The implementation centers on preparing data the model can learn from efficiently. Entries are formatted into prompt–response text, tokenized, and organized into batches with a custom collate function that pads per batch (using the end-of-text token) to minimize unnecessary padding. Targets are created by shifting inputs by one position, and padding is masked with an ignore index so it does not influence the loss; optionally, instruction tokens can be masked as well. With these pieces in place, PyTorch data loaders provide shuffled, device-ready batches for training.

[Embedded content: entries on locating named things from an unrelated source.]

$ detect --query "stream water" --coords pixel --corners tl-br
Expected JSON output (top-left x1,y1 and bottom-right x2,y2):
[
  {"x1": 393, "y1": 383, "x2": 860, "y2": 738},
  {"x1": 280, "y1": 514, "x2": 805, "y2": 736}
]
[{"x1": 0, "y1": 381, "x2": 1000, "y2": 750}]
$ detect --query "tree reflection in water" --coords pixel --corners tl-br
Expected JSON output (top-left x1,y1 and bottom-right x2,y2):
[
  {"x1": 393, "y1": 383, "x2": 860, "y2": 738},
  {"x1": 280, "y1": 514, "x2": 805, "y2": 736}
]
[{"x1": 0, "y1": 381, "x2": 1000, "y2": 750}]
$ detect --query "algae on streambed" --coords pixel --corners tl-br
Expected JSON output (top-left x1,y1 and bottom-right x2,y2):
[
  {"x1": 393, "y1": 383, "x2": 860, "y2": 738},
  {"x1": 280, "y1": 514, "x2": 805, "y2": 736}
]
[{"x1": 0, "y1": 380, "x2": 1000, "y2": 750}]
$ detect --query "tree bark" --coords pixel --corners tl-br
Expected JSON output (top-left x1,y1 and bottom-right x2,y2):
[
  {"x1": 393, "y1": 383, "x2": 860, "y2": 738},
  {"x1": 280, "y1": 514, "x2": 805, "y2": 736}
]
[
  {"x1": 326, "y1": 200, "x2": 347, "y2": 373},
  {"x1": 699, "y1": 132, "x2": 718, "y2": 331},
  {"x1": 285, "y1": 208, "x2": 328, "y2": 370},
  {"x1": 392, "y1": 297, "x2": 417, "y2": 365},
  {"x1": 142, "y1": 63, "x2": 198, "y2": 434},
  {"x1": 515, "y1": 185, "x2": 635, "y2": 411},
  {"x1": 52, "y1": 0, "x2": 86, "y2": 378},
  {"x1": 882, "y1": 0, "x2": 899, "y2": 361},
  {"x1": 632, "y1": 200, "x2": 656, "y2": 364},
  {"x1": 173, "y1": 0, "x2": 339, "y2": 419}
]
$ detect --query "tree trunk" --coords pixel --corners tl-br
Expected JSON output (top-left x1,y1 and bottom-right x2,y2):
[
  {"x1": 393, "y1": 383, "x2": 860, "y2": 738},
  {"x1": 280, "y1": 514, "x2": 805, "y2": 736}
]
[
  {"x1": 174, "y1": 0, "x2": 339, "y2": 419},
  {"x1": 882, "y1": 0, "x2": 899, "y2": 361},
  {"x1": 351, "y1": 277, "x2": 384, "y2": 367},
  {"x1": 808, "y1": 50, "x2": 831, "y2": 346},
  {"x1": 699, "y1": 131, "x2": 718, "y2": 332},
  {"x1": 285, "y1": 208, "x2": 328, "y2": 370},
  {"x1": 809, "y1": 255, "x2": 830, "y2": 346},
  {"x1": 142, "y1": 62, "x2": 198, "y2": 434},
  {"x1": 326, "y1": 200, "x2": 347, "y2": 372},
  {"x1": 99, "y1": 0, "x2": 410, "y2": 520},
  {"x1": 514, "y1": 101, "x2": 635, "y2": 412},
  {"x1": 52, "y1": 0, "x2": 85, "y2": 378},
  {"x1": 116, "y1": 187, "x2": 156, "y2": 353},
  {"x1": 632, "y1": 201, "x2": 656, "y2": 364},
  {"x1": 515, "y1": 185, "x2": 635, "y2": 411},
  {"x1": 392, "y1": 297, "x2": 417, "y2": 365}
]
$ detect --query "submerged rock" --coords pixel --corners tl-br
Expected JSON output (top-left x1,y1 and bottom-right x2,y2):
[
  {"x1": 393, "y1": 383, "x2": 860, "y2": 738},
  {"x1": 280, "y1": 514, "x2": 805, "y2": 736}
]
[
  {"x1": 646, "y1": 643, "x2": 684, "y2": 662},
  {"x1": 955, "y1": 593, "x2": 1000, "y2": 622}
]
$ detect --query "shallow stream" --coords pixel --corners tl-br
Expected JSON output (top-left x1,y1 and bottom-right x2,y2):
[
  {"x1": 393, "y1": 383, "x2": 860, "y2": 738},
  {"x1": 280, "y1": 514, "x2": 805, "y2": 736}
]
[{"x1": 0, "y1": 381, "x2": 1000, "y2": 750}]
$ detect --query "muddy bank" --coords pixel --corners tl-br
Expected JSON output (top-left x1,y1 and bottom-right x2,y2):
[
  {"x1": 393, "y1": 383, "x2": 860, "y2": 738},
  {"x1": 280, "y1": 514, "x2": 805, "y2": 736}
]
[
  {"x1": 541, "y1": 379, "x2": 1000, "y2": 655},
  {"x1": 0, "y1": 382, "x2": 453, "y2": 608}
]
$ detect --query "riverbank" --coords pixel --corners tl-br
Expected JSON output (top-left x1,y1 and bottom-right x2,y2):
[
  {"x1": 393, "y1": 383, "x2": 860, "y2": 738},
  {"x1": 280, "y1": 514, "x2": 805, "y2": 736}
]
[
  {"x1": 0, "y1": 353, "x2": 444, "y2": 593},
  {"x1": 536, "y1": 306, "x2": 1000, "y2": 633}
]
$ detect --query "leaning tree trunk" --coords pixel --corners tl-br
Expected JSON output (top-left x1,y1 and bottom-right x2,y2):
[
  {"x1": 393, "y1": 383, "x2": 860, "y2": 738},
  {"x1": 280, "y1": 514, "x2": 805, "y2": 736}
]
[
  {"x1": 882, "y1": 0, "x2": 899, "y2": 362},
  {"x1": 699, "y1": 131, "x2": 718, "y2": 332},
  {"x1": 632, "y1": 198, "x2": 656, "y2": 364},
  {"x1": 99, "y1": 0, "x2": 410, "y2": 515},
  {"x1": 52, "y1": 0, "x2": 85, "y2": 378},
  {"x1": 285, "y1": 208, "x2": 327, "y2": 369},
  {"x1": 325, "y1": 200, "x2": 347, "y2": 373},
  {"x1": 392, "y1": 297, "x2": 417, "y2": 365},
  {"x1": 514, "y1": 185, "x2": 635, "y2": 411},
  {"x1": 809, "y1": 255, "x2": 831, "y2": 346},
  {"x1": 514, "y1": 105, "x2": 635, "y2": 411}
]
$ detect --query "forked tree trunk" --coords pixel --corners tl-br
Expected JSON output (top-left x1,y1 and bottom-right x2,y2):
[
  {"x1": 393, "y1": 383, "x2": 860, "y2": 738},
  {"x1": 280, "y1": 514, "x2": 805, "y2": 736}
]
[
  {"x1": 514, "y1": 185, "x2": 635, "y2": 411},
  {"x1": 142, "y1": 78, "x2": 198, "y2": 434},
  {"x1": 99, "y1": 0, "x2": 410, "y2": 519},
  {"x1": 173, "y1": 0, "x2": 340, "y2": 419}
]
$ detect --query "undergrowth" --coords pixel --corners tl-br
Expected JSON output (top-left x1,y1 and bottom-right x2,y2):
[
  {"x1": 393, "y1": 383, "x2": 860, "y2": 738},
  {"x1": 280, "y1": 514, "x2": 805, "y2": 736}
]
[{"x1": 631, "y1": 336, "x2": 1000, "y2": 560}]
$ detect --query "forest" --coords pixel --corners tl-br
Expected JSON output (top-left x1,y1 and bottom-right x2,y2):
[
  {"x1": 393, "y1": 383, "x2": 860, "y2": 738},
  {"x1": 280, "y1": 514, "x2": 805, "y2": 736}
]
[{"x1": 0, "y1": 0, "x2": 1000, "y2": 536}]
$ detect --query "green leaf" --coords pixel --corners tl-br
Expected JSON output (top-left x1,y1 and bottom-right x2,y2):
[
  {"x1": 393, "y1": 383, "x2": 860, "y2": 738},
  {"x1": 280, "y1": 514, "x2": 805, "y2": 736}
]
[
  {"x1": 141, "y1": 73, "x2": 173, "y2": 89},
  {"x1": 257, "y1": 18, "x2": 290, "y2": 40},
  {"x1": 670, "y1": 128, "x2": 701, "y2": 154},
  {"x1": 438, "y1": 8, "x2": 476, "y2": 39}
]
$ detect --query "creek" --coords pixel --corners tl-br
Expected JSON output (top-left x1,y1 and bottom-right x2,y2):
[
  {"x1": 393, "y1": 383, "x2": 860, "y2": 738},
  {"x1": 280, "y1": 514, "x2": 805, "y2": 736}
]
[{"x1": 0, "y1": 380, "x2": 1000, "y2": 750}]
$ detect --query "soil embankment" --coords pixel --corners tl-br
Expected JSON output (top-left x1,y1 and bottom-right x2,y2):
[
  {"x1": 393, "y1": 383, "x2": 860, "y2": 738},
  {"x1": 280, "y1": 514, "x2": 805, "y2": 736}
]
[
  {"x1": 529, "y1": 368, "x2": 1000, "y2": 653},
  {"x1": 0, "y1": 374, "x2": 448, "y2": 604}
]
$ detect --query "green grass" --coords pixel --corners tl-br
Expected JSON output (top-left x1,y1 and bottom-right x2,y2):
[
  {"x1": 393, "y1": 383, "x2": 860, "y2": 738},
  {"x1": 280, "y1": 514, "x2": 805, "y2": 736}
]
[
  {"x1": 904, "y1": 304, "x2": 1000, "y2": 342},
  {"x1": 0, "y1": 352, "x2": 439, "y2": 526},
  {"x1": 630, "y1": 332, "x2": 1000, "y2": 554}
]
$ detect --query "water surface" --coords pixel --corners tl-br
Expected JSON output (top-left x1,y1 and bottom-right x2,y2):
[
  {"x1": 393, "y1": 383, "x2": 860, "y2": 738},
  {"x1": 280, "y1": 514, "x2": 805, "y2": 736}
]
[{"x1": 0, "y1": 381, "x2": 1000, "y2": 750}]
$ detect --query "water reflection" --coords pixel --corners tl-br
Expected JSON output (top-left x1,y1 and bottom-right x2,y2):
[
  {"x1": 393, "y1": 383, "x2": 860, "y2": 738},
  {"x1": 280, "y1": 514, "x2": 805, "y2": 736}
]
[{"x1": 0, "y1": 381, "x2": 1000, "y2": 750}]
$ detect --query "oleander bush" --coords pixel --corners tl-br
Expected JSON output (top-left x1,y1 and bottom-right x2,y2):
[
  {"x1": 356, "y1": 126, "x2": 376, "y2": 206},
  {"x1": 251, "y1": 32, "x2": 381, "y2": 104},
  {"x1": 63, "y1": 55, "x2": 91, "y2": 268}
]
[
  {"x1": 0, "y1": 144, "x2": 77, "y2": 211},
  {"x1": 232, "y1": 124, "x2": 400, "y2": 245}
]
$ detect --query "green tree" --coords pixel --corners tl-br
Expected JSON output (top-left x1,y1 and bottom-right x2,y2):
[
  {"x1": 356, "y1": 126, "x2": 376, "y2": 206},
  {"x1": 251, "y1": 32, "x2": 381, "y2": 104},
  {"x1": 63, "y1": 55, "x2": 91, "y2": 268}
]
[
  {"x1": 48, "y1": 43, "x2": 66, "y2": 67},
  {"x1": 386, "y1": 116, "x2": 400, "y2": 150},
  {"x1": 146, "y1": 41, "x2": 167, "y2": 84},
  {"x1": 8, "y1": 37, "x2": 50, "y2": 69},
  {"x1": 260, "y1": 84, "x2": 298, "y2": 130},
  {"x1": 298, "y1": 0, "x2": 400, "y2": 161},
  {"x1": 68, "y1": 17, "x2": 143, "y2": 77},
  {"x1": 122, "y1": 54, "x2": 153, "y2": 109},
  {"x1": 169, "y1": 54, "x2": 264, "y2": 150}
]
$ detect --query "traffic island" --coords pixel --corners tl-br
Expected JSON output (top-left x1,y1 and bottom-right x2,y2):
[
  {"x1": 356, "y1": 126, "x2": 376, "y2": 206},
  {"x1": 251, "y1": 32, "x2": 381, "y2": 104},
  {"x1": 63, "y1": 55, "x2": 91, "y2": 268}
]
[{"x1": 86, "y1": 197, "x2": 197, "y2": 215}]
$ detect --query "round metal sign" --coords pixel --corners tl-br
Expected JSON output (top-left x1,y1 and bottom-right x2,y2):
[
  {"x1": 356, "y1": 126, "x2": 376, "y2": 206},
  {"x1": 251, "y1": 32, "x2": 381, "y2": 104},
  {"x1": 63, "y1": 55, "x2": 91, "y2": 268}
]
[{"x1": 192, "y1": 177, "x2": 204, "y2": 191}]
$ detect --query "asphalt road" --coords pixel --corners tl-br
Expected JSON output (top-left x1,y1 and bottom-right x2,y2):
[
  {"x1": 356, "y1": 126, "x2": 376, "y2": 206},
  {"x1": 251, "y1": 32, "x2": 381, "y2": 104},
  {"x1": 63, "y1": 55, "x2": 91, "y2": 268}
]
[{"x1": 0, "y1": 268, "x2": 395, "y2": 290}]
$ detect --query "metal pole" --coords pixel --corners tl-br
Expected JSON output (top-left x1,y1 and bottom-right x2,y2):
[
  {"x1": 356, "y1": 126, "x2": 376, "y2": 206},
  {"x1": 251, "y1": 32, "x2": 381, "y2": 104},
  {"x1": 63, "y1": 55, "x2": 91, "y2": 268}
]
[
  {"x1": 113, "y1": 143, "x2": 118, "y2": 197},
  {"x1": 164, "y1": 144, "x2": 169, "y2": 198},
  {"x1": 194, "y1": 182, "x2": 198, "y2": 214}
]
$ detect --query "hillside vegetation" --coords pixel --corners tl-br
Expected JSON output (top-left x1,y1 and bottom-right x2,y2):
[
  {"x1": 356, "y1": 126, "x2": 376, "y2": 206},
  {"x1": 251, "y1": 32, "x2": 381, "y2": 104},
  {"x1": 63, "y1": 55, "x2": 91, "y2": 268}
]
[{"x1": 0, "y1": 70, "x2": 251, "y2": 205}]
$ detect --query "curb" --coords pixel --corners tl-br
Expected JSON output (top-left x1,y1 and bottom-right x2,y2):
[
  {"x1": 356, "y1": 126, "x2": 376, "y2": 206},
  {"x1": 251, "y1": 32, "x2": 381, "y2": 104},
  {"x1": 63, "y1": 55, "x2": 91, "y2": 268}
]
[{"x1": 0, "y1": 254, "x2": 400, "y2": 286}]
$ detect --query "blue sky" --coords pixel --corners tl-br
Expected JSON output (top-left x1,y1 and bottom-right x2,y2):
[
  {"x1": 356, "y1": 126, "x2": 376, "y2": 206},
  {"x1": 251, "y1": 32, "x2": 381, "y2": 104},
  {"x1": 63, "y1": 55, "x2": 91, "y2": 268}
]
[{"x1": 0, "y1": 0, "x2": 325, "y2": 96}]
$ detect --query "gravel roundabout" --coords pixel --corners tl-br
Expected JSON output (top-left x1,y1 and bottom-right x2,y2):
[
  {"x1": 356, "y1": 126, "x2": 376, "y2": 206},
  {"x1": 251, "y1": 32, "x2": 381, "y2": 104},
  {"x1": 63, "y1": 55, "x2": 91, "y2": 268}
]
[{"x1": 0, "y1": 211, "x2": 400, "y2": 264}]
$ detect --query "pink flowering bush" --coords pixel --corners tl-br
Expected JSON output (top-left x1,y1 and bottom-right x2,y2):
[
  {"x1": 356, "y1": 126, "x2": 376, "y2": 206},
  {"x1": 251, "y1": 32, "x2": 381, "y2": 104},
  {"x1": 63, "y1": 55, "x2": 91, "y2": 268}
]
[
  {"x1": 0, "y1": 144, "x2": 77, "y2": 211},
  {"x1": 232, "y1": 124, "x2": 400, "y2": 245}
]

For finetuning, a pretrained GPT-2 medium model is loaded to ensure sufficient capacity. A quick baseline shows poor instruction following before training; after two epochs with AdamW, training and validation losses drop and responses improve noticeably. The chapter then demonstrates how to extract test-set generations, store them, and score them automatically using a local evaluator LLM (Llama 3 via Ollama), yielding an average score a bit above 50 on a 0–100 scale. It closes with guidance on improving results—tuning hyperparameters, scaling data or model size, experimenting with prompt styles, and considering follow-up steps such as preference tuning—rounding out a complete, from-scratch workflow for instruction finetuning.
A mental model of the three main stages of coding an LLM, pretraining the LLM on a general text dataset, and finetuning it. This chapter focuses on finetuning a pretrained LLM to follow human instructions.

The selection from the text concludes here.